7. Charts & Visualizations

Create charts:

from openpyxl.chart import BarChart, LineChart, PieChart, Reference

wb = openpyxl.load_workbook('data.xlsx')
sheet = wb.active

# Bar chart
chart = BarChart()
chart.title = 'Sales by Category'
chart.x_axis.title = 'Category'
chart.y_axis.title = 'Sales'

data = Reference(sheet, min_col=2, min_row=1, max_row=10)
categories = Reference(sheet, min_col=1, min_row=2, max_row=10)

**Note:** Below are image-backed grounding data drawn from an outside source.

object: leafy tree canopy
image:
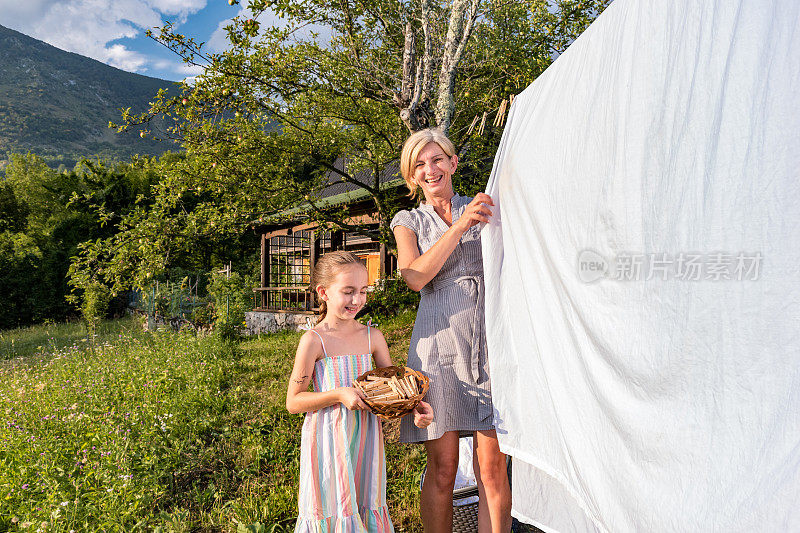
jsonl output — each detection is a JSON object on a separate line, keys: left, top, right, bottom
{"left": 82, "top": 0, "right": 609, "bottom": 299}
{"left": 0, "top": 154, "right": 162, "bottom": 327}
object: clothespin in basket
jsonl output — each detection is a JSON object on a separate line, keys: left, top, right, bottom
{"left": 355, "top": 366, "right": 431, "bottom": 420}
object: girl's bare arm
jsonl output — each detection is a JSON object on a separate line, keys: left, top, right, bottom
{"left": 286, "top": 331, "right": 368, "bottom": 413}
{"left": 370, "top": 328, "right": 393, "bottom": 368}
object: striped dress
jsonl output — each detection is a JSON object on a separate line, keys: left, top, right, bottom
{"left": 294, "top": 326, "right": 394, "bottom": 533}
{"left": 390, "top": 194, "right": 495, "bottom": 443}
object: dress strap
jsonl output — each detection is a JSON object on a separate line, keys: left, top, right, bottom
{"left": 309, "top": 329, "right": 328, "bottom": 357}
{"left": 367, "top": 320, "right": 372, "bottom": 354}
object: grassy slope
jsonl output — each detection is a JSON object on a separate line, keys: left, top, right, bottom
{"left": 0, "top": 319, "right": 139, "bottom": 361}
{"left": 0, "top": 312, "right": 425, "bottom": 531}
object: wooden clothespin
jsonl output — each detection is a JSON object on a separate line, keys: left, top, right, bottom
{"left": 478, "top": 111, "right": 487, "bottom": 135}
{"left": 466, "top": 114, "right": 480, "bottom": 136}
{"left": 493, "top": 99, "right": 508, "bottom": 127}
{"left": 500, "top": 99, "right": 509, "bottom": 126}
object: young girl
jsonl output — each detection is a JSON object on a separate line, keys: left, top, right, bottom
{"left": 287, "top": 251, "right": 433, "bottom": 532}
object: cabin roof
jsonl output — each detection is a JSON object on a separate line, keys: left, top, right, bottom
{"left": 266, "top": 159, "right": 405, "bottom": 221}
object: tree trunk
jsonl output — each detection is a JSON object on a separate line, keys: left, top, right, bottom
{"left": 435, "top": 0, "right": 481, "bottom": 133}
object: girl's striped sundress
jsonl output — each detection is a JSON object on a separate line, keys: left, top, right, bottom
{"left": 294, "top": 326, "right": 394, "bottom": 533}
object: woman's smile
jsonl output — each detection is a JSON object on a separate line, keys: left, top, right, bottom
{"left": 413, "top": 142, "right": 457, "bottom": 196}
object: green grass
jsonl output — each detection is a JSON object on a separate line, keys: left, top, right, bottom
{"left": 0, "top": 317, "right": 140, "bottom": 361}
{"left": 0, "top": 311, "right": 425, "bottom": 532}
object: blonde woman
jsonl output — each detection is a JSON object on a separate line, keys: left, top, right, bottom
{"left": 391, "top": 129, "right": 511, "bottom": 532}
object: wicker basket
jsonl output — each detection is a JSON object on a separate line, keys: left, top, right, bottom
{"left": 452, "top": 485, "right": 480, "bottom": 531}
{"left": 354, "top": 366, "right": 430, "bottom": 420}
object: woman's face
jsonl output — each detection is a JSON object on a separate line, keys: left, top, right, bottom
{"left": 413, "top": 142, "right": 458, "bottom": 199}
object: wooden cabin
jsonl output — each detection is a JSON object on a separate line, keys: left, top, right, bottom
{"left": 252, "top": 159, "right": 408, "bottom": 315}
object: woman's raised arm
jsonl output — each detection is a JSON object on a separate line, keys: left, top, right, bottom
{"left": 394, "top": 194, "right": 494, "bottom": 292}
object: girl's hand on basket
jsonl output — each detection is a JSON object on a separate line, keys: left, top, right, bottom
{"left": 412, "top": 401, "right": 434, "bottom": 428}
{"left": 339, "top": 387, "right": 369, "bottom": 411}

chart.add_data(data, titles_from_data=True)
chart.set_categories(categories)

sheet.add_chart(chart, 'E5')

# Line chart
line_chart = LineChart()
line_chart.title = 'Trend Over Time'
line_chart.add_data(data, titles_from_data=True)
line_chart.set_categories(categories)

# Pie chart
pie = PieChart()
pie.title = 'Market Share'
pie.add_data(data, titles_from_data=True)
pie.set_categories(categories)

wb.save('data.xlsx')

8. Working with Multiple Sheets

Manage sheets:

import openpyxl

wb = openpyxl.load_workbook('data.xlsx')

# Create new sheet
new_sheet = wb.create_sheet('Summary')

# List all sheets
print(wb.sheetnames)

# Access specific sheet
sheet = wb['Sheet1']

# Copy sheet
source = wb['Sheet1']
target = wb.copy_worksheet(source)
target.title = 'Sheet1_Copy'

# Delete sheet
del wb['OldSheet']

# Reorder sheets
wb.move_sheet('Summary', offset=-1)

wb.save('data.xlsx')

9. Common Workflows

Merge multiple Excel files

import pandas as pd
import glob

# Read all Excel files
files = glob.glob('data/*.xlsx')

dfs = []
for file in files:
    df = pd.read_excel(file)
    dfs.append(df)

# Combine
combined = pd.concat(dfs, ignore_index=True)

# Save
combined.to_excel('merged.xlsx', index=False)

Create pivot table

import pandas as pd

df = pd.read_excel('sales.xlsx')

# Create pivot table
pivot = pd.pivot_table(
    df,
    values='Sales',
    index='Category',
    columns='Region',
    aggfunc='sum',
    margins=True
)

pivot.to_excel('pivot.xlsx')

Generate report from template

import openpyxl
from datetime import datetime

# Load template
wb = openpyxl.load_workbook('template.xlsx')
sheet = wb.active

# Fill in data
sheet['B2'] = datetime.now().strftime('%Y-%m-%d')
sheet['B3'] = 'Q1 2026'
sheet['B4'] = 'Sales Department'

# Add calculated values
sheet['D10'] = '=SUM(D2:D9)'

# Save with new name
wb.save(f'report_{datetime.now().strftime("%Y%m%d")}.xlsx')

Tools Required

Install necessary tools:

Linux (Ubuntu/Debian):

sudo apt-get install python3-pip libreoffice gnumeric
pip3 install openpyxl pandas xlrd xlsxwriter

macOS:

brew install libreoffice
pip3 install openpyxl pandas xlrd xlsxwriter

Windows:

pip install openpyxl pandas xlrd xlsxwriter
# Install LibreOffice manually

Security Notes

✅ Validate file paths and extensions
✅ Check file sizes before loading
✅ Sanitize user input in formulas (prevent formula injection)
✅ Be cautious with macro-enabled files (.xlsm)
✅ Validate data types and ranges
✅ Don't execute external links automatically
✅ Use read-only mode when just analyzing

When to Use This Skill

Use /xlsx when the user:

Wants to read data from Excel files
Needs to create spreadsheets from data
Wants to convert between Excel/CSV/JSON formats
Asks to analyze or validate spreadsheet data
Needs to generate reports from templates
Wants to add formulas or formatting
Asks to merge or split Excel files
Needs to create charts or pivot tables

Always preview changes before saving over existing files.